Fig. 1 Schematic of the preparation of SrO, PEG-SrO, and (2 and 4 wt%) Cs/PEG-SrO.

2.3. Catalysis

The CA of the SrO and doped samples was evaluated against MO dye. To preserve the purity of the experiment, all reagents, such as MO (oxidizing dye) and NaBH₄ (reducing agent), were used promptly upon preparation. Firstly, 3 mL of MO was added to 400 µL of NaBH₄ solution in the absence of light, and then 400 µL of the synthesized material was introduced to evaluate the degradation efficiency. The performance was assessed under basic, acidic, and neutral conditions, where NaOH and H₂SO₄ were utilized to adjust the pH of the solution. Absorption reactions were monitored using a UV-vis spectrometer at ambient temperature within the wavelength range of 200 to 800 nm. The presence of NaBH₄ and catalysts led to the transformation of the MO dye into its colorless form, exhibiting efficient dye degradation. The following equation was used to calculate the dye degradation percentage by each sample (eqn (1)).

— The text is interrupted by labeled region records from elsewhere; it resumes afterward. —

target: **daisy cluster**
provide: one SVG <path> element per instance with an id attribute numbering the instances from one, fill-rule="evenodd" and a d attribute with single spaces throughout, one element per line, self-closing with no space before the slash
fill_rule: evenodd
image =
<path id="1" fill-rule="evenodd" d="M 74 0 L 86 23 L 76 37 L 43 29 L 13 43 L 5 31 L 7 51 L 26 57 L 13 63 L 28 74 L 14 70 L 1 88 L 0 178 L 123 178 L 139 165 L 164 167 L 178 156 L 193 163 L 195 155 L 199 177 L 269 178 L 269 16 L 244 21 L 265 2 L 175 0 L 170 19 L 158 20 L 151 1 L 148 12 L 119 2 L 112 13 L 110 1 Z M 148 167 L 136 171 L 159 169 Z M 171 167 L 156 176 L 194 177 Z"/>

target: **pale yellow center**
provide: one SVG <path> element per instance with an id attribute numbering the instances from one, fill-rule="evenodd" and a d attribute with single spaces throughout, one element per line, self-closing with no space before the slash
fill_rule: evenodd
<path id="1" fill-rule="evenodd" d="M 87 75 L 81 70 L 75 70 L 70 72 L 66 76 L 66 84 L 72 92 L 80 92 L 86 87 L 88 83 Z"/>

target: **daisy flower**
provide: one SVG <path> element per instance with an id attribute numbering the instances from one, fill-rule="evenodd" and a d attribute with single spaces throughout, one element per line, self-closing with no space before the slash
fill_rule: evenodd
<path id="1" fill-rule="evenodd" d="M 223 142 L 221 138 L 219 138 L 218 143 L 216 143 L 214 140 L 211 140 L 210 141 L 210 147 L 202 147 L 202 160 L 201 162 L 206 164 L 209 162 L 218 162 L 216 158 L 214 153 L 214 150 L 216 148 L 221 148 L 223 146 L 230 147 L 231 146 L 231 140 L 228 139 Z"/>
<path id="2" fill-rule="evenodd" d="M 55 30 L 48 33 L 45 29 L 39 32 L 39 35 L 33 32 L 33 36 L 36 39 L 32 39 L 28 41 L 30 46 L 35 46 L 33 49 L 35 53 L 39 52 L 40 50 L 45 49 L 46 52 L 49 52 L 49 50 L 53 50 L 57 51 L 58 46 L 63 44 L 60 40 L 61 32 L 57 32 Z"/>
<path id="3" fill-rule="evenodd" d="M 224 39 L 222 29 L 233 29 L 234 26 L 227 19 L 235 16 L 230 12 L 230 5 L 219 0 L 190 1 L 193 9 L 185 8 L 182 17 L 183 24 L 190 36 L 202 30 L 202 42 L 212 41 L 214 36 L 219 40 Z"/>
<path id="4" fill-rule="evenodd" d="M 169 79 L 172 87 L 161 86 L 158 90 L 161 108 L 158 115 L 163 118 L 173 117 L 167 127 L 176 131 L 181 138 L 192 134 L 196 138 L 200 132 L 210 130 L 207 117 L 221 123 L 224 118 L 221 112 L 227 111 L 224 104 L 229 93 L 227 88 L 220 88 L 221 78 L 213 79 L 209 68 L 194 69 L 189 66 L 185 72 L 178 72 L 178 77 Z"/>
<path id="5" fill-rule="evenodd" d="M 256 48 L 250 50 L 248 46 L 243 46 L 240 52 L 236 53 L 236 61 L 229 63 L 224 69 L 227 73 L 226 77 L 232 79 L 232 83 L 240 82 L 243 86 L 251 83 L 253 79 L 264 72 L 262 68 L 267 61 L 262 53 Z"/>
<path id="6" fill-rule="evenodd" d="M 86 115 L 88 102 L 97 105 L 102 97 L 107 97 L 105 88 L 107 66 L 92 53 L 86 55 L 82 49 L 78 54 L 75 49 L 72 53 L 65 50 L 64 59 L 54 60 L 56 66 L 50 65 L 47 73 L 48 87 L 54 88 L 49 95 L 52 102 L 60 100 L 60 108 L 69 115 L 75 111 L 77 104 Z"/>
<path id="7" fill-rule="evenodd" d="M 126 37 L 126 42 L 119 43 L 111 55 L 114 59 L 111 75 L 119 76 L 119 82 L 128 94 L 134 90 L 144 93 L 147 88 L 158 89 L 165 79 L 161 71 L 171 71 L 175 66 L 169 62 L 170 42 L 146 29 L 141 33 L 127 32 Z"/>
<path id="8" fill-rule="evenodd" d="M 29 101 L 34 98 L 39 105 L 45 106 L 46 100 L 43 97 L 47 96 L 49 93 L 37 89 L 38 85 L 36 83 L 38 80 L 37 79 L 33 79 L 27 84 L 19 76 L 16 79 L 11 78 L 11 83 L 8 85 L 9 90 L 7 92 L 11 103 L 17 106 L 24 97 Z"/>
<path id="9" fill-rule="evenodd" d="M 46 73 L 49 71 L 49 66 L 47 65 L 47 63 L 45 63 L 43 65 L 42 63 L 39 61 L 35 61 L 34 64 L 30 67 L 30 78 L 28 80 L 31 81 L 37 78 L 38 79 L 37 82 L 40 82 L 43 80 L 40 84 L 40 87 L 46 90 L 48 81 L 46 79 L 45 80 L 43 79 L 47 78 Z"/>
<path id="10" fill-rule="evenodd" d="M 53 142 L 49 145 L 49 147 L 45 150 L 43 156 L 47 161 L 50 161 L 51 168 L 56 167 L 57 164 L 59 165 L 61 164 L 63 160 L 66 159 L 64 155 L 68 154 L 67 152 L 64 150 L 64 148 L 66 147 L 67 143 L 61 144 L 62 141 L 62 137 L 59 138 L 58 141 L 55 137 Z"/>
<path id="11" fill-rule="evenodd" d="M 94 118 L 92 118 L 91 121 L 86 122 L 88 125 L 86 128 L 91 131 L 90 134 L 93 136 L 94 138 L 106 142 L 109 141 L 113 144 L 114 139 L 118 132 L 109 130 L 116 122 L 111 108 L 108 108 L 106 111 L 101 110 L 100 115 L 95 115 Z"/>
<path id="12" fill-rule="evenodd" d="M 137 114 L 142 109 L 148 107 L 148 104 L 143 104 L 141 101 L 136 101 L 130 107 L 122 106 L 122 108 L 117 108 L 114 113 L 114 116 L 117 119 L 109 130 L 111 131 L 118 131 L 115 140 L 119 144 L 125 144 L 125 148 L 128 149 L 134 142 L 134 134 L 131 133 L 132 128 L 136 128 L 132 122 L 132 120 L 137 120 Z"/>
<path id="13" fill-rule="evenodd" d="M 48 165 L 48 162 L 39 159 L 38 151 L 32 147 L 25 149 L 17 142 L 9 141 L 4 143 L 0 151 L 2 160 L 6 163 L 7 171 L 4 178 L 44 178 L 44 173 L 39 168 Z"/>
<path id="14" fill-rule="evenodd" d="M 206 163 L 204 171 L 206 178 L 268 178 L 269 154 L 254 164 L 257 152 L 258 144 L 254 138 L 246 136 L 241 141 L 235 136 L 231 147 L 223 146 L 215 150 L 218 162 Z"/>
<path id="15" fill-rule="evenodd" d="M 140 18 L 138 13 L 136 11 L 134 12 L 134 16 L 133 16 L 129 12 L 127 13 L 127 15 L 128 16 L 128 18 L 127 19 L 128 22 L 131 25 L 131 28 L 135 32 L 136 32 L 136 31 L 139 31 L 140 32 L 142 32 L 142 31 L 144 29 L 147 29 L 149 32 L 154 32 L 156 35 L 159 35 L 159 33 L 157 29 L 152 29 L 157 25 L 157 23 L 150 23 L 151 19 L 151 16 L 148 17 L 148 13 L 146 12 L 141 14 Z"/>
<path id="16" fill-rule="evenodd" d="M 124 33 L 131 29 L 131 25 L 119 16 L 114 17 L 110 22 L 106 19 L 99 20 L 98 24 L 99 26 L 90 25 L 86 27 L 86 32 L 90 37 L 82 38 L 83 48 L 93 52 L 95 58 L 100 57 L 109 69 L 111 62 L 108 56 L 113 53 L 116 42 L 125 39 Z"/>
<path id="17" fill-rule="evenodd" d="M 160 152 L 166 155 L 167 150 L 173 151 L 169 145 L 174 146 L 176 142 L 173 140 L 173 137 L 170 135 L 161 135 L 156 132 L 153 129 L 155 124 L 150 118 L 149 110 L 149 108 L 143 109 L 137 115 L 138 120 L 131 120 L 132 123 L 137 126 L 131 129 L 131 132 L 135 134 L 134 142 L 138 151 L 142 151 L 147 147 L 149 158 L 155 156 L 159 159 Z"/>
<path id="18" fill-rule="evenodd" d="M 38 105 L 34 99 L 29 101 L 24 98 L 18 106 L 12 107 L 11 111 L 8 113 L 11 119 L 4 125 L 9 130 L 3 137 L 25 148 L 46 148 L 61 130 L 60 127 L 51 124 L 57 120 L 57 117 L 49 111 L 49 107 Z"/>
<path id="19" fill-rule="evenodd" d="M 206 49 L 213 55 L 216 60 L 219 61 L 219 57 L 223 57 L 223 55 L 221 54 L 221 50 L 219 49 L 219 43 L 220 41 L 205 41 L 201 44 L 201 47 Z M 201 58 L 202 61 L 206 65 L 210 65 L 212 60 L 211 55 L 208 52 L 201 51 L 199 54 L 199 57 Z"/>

% Degradation = (C₀ − C_t)/C₀ × 100 (1)

where C₀ represents the initial concentration at t₀ and C_t is the final concentration at t.

2.3.1. Isolation and identification of MDR E. coli. Unprocessed milk samples from lactating cows were accumulated into sterilized glassware by direct milking. The cows were selected from various farms, veterinary clinics, and marketplaces located across the Punjab province of Pakistan. After acquiring the samples, the milk was instantly transported to the laboratory at 4 °C. Coliforms present in unpasteurized milk were enumerated on MacConkey Agar (MA), with all agar plates incubated at 37 °C for a duration of 48 h.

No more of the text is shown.